Evesque et Patron de Leon, le 12 Mars.


Saint Paul, surnommé Aurelian, nâquit en l’Isle de Bretagne, jadis nommée Albion & à present Angleterre. Son Pere s’apelloit Porphius Aurelianus, Gentil-homme riche & moyenné, de la Province de Penohen, qui en Breton, signifie teste de Bœuf[1]. Il nâquit l’an de grâce 492[2], seant à Rome le Pape S. Gelase I du nom ; le 14.e an de l’Empereur Zénon ; regnant en Bretagne Insulaire, Constantin ; en l’Armorique Hoël II du nom, dit le Faineant, & en France Clovis Ier, premier Roy Chrétien des François. Ayant passé les années de son enfance chez ses Parens, donnant, en ce bas âge, des signes évidens de sa future Sainteté, il fut envoyé aux écolles, où il fit un notable progrés en peu de temps, non à l’étude des lettres seulement, mais encore plus à la vertu ; car il s’enflamma tellement en l’Amour de Dieu & de la perfection, qu’il se resolut de quitter le monde & se retirer en quelque Monastere pour y servir Dieu tout le temps de sa vie.

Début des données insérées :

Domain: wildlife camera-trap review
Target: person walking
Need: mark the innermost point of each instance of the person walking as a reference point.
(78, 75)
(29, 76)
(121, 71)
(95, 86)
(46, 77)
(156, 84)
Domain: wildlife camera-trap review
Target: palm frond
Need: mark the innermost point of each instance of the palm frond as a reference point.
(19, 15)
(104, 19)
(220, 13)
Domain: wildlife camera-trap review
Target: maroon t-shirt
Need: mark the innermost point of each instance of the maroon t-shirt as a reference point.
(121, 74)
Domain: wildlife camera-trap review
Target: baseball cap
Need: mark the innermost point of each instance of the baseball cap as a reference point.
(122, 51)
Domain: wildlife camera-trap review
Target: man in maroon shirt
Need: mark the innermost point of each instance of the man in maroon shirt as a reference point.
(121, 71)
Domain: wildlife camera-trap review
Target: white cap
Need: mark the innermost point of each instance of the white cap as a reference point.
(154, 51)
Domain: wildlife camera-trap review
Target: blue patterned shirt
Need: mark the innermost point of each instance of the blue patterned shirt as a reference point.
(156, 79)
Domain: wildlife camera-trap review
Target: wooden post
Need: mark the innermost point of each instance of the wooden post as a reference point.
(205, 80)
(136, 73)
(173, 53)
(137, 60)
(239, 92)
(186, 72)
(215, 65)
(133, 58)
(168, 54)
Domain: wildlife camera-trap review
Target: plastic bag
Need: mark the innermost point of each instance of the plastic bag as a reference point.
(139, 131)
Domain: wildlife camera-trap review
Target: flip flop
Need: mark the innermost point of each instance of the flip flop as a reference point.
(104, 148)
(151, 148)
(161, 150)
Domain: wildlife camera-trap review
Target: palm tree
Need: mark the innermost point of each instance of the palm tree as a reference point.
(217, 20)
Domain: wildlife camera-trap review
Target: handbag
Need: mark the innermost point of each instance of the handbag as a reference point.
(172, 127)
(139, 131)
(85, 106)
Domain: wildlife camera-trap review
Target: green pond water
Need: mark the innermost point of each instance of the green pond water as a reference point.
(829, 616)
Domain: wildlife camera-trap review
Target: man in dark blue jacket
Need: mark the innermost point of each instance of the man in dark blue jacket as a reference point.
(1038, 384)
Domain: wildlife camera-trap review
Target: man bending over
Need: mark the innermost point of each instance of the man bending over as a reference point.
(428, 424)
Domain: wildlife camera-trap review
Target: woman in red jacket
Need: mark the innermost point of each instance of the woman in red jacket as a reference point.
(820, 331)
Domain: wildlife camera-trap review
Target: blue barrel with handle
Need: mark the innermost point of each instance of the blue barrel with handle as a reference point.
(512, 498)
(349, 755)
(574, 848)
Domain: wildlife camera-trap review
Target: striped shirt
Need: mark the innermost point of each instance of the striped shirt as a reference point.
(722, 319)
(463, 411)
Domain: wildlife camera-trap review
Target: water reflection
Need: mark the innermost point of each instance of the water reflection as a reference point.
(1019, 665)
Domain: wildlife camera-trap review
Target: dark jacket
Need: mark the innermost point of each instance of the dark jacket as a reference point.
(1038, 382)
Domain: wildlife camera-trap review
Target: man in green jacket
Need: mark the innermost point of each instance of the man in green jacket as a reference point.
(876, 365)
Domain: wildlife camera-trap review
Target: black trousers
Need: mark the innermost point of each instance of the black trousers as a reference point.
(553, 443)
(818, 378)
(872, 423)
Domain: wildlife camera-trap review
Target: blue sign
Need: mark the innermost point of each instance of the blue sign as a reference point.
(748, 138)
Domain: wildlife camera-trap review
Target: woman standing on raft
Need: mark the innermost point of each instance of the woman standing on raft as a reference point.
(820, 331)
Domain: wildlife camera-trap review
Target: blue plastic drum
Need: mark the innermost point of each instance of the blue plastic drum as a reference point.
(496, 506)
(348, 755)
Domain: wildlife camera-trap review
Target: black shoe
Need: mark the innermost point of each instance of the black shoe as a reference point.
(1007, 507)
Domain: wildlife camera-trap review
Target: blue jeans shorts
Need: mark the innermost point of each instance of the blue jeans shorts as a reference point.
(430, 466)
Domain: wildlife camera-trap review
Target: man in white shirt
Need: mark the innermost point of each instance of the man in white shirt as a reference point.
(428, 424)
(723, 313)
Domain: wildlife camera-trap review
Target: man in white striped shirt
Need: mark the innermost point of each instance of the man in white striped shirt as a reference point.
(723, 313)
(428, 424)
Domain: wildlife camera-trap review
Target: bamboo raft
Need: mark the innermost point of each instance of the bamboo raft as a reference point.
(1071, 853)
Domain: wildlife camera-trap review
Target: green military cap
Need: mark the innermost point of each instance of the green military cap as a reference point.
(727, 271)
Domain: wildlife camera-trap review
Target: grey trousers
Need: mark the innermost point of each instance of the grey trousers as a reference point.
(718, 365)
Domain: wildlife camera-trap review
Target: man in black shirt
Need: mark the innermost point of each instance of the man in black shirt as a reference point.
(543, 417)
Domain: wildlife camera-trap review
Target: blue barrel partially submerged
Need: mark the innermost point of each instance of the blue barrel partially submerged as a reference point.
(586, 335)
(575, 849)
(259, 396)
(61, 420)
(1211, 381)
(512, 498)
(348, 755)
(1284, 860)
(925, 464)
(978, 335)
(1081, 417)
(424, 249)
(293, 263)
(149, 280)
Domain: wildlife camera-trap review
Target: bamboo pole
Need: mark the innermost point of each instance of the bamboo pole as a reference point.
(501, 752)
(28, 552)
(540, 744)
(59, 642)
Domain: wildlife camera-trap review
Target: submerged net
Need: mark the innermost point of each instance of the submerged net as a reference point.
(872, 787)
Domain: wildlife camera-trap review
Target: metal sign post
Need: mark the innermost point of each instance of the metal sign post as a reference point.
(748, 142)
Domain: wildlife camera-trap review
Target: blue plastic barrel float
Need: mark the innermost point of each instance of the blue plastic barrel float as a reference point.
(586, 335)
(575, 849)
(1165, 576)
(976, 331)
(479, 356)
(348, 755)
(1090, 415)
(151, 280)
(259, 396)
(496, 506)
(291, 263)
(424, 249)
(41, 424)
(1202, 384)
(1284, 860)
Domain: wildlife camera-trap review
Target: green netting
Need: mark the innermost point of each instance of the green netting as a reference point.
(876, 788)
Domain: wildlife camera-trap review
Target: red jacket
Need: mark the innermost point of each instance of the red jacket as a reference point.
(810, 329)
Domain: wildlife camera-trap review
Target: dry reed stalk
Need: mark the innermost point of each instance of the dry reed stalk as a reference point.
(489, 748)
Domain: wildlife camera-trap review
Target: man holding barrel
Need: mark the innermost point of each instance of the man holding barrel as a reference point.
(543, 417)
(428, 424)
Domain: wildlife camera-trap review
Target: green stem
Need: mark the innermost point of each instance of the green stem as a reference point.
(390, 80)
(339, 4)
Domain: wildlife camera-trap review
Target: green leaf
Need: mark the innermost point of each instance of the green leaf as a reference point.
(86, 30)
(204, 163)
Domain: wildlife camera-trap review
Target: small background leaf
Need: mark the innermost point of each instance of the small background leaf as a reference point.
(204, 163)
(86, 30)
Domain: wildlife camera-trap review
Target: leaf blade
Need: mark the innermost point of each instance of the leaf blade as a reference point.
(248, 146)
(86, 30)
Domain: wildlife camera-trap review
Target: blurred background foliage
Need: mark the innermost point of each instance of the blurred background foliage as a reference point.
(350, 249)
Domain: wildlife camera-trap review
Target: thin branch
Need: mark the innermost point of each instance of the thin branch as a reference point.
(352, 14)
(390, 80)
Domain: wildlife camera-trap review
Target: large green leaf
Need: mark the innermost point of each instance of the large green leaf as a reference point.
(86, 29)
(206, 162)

Son Pere, s’estant apperçu de son dessein, le retira des écolles & le voulut envoyer aux Academies & exercices militaires ; mais l’enfant n’y voulut entendre, & enfin sa perseverance l’emporta ; car son pere, le voyant si ferme en sa résolution, craignant de s’opposer à la volonté de Dieu, le laissa faire &, à sa requeste, le mist en pension au Monastere de Saint Hydultus, ou Helcules, Disciple de S. Germain d’Auxerre, personnage de grand sçavoir & signalé en Sainteté[3].

II. En cette écolle, il eut pour condisciples trois jeunes hommes, qui depuis furent grands personnages, Daniël surnommé Aquarius, ou Boy-l’eau, à cause qu’il s’abstint de vin ; Samson, depuis Archevesque d’Eborac en l’Isle[4], &, depuis, de Dol en Bretagne Armorique, & Gildas, surnommé le Sage, depuis Abbé de Rhuys an Vennetois. Il demeura en ce Monastere jusques à l’âge de quinze ans, y fit son cours en Philosophie & Theologie, observant ponctuellement la Regle, bien qu’il ne portast encore l’habit Monastique. La Classe où S. Hydultus faisoit ses leçons estoit si proche du rivage de la Mer, qu’aux hautes marées l’eau y entroit, qui contraignoit le Maistre & les Disciples de luy ceder ; ce que voyant saint Paul & ses condisciples, prierent leur Maistre qu’il fit en sorte, par ses Oraisons, que Dieu les délivrast de l’importunité de cet Element. Saint Hydultus les mena à l’Eglise, & tous ensemble, ayans fait Oraison, marcherent contre la Mer (le saint Abbé tenant un bâton en sa main) laquelle, comme si elle eust redouté le coup, à mesure qu’ils avançoient, s’enfuyoit devant eux, jusqu’à ce qu’ayant laissé à sec une grande campagne, le S. Abbé luy deffendit, de la part de son Createur, de s’épandre plus avant, crainte d’infecter le lieu destiné pour l’instruction de ces saints Enfans ; ce que la Mer a depuis inviolablement observé.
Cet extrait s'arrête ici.